Accennare al nazismo per parlare di un “socialista nazionale” è un gioco sporco. Perché implicitamente si carica di enormi colpe storiche una teoria politica che, come tutte le teorie politiche, fluttua nell’iperuranio delle utopie (magari anche brutte). Lasciamo quindi in pace Adam Smith per il capitalismo, Karl Marx per il socialismo reale, e Nietzsche, Spengler e Gaudenzi per il nazismo. Tutte brave persone che si leggono sempre con piacere.

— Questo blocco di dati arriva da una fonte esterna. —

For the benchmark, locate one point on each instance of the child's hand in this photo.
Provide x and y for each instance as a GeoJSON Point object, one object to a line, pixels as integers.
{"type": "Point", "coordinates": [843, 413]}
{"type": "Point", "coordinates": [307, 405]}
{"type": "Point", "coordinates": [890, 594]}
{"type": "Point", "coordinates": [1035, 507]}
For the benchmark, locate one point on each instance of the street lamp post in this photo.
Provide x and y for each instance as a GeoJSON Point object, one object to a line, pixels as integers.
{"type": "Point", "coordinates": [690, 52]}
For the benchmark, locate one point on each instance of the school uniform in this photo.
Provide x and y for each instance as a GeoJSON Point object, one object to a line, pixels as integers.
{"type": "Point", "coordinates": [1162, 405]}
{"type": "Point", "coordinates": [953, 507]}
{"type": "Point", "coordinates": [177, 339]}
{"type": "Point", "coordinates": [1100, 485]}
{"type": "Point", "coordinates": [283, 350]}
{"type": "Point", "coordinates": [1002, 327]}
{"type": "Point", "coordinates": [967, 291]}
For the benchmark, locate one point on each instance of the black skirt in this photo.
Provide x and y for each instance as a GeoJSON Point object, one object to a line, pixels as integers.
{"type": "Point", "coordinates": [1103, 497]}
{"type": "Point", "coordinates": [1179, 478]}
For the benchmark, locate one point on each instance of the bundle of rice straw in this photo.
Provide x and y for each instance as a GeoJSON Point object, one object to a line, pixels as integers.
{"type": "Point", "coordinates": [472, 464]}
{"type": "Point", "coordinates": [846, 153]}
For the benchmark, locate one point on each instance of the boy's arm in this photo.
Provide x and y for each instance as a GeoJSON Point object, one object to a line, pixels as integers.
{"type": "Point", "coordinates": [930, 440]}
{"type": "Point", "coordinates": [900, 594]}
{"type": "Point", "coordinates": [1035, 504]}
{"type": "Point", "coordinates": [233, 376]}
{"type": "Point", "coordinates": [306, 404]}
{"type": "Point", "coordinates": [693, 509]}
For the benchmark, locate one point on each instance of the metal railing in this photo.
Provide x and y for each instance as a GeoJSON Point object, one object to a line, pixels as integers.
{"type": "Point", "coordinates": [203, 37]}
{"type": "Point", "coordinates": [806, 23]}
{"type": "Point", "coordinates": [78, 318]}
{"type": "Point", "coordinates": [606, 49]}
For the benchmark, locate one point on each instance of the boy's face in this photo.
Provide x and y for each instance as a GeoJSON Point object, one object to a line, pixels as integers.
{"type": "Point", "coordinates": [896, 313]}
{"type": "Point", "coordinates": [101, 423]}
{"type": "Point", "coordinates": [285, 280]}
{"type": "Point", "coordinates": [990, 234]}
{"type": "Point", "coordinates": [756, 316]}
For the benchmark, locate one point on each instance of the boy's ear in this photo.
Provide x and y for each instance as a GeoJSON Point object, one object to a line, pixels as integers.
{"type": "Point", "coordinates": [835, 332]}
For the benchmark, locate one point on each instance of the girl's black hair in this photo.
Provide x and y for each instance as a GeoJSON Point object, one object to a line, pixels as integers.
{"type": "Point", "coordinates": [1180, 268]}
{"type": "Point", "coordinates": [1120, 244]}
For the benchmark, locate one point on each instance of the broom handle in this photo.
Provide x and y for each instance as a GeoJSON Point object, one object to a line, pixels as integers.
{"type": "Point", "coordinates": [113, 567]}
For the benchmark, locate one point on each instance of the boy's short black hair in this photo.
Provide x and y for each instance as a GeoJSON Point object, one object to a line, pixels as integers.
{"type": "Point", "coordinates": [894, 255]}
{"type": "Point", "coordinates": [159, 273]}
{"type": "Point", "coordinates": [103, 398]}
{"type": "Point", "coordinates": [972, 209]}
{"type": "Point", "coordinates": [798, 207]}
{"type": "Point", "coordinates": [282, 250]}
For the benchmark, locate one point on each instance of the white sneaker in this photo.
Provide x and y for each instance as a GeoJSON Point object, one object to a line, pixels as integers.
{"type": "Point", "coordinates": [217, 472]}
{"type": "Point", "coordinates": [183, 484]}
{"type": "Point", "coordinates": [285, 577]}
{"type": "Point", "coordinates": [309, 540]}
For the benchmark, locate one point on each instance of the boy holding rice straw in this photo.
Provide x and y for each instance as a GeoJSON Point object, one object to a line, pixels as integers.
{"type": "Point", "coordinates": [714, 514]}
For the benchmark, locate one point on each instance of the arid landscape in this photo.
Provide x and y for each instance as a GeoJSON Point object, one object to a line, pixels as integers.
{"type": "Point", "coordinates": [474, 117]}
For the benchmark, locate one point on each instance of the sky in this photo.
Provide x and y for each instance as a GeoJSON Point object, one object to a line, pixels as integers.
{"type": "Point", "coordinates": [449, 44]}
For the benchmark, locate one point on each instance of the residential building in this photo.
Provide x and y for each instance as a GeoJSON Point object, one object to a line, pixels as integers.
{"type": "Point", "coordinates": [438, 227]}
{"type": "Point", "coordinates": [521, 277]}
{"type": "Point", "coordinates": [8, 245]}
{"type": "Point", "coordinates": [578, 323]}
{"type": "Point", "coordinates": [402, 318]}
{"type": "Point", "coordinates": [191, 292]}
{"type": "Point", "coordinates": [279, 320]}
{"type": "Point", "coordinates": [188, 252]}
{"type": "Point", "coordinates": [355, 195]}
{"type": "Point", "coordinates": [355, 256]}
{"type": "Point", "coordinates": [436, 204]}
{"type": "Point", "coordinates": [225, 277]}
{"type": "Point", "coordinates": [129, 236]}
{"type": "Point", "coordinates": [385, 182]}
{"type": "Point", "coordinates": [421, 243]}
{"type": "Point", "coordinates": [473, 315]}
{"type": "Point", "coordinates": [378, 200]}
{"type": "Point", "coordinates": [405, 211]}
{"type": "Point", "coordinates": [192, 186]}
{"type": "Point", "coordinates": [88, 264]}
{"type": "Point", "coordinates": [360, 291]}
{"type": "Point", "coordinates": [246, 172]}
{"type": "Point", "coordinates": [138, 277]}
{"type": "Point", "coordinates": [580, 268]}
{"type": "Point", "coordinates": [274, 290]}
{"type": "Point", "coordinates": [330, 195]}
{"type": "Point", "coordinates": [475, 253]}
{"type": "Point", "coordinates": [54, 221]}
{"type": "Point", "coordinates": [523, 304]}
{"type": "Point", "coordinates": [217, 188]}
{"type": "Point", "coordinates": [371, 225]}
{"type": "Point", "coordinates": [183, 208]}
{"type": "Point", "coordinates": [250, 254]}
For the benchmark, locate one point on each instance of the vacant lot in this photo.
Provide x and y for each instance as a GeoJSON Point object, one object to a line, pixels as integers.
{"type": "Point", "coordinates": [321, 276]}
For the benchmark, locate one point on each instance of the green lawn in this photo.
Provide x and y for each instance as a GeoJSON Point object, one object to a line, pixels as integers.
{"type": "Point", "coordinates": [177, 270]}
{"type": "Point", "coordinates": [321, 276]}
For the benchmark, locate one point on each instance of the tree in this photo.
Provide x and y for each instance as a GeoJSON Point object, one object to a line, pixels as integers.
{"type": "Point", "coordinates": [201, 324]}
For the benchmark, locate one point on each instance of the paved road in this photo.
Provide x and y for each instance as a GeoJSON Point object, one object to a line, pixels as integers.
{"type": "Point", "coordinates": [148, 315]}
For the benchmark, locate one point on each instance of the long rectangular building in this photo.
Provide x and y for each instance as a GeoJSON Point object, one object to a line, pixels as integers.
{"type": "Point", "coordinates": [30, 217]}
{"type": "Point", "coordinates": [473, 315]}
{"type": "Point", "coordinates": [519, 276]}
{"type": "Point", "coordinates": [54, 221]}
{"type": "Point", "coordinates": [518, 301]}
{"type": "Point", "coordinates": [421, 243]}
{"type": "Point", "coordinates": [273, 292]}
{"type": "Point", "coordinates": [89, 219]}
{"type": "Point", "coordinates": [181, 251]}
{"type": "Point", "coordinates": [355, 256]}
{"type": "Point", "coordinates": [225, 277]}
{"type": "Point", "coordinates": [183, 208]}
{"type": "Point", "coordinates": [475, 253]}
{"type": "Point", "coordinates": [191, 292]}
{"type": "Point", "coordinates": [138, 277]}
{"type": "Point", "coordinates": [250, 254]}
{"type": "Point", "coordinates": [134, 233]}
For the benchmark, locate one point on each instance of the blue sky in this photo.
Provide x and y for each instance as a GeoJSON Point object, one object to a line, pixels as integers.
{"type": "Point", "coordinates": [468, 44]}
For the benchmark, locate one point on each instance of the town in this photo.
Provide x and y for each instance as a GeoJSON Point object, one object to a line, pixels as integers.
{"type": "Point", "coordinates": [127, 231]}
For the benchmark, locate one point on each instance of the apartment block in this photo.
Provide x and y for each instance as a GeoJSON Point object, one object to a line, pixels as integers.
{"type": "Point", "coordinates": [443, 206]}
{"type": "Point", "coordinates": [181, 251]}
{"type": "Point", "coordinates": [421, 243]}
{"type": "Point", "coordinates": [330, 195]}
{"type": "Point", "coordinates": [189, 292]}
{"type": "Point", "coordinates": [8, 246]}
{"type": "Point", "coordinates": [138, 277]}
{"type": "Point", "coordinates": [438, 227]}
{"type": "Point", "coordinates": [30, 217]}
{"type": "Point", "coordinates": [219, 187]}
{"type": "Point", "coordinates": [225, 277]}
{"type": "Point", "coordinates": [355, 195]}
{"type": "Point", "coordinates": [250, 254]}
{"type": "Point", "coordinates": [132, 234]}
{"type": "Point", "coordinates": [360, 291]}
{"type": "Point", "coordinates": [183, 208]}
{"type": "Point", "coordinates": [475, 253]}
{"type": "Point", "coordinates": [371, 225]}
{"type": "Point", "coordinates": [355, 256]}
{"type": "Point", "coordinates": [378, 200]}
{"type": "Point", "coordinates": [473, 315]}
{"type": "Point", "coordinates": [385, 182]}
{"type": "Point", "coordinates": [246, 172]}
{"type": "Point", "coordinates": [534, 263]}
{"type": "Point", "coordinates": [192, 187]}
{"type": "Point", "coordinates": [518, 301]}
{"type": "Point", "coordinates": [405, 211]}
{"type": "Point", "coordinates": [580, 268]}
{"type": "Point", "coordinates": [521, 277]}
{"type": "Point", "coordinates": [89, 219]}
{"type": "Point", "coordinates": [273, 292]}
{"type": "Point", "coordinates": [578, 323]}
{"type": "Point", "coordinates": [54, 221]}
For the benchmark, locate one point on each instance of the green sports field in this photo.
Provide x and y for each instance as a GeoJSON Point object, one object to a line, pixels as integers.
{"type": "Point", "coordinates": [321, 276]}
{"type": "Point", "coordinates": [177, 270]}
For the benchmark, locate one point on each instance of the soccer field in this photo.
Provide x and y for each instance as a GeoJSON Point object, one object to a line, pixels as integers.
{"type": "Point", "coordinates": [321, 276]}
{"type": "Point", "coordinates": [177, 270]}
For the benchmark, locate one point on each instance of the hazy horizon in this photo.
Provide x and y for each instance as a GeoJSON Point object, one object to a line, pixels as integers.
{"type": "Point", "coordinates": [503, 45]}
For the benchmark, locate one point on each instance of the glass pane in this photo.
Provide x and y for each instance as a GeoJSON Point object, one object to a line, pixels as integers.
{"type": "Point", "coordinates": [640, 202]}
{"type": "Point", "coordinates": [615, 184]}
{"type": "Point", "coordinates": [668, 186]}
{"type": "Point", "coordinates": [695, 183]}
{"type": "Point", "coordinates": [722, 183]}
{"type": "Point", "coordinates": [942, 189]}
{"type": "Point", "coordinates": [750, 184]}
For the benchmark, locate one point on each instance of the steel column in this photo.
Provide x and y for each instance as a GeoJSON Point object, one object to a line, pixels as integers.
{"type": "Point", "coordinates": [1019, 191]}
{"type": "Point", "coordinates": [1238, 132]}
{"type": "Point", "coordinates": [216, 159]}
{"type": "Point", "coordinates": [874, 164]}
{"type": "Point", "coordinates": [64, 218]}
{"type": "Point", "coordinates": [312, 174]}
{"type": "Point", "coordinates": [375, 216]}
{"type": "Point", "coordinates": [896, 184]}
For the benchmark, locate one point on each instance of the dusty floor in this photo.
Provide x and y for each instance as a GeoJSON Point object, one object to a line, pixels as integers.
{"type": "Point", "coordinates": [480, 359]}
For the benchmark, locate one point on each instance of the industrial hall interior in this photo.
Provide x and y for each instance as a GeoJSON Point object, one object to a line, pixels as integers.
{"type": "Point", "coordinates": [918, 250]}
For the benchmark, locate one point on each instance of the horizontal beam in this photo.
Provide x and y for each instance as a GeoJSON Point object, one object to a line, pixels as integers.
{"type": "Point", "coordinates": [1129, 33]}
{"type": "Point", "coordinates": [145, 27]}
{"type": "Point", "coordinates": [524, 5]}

Come paragonare delle patologie politico-criminali a più o meno complessi pensieri filosofici? Notava qualcuno l’assurdità di parlare di “sistema” capitalista, e certo non vedo quale teorico in buona fede possa rivendicarne le numerose “sbavature”, invece appunto di considerarle contigenti, non previste dalla teorie. Ciò non esclude che non amare neo-liberisti, individualisti, comunisti, antimodernisti e socialisti nazionali per le loro semplici idee (invece di inchiodarli a una storia non loro) possa essere un piacere non trascurabile, sebbene alquanto solitario.

Nella prospettiva della sua escatologia marxista-leninista, Gyorgy Lukàcs affermava che un pensatore e un artista sono responsabili fino alla fine dei tempi degli usi, ma anche degli abusi che potevano essere fatti delle loro opere. Aveva in mente Nietzsche e Wagner. Assicurava inoltre che nulla di Mozart avrebbe potuto essere sfruttato per fini inumani. Sosteneva che se una composizione letteraria, artistica o musicale, se un sistema filosofico possono contribuire a fini d’oppressione politica o menzogna mercantile, la sua forma originale doveva racchiudere il germe della corruzione. Ma in che misura i testi si prestano a interpretazioni e disletture? Possibile che l’insegnamento di Cristo prevedesse l’inquisizione? Che Tolkien intendesse stilare slogan per gli ultras della Lazio? E poi: quanta credibilità può avere tutto ciò detto da un pensatore marxista, l’ideologia più sfruttata a fini di oppressione politica del novecento?

Lo spazio tra testo e interpretazione è anche lo spazio tra colpa e innocenza. E l’ermeneutica un criterio etico, che ristabilisce la verità originaria, oppure il pretesto per le infinite sofisticazioni?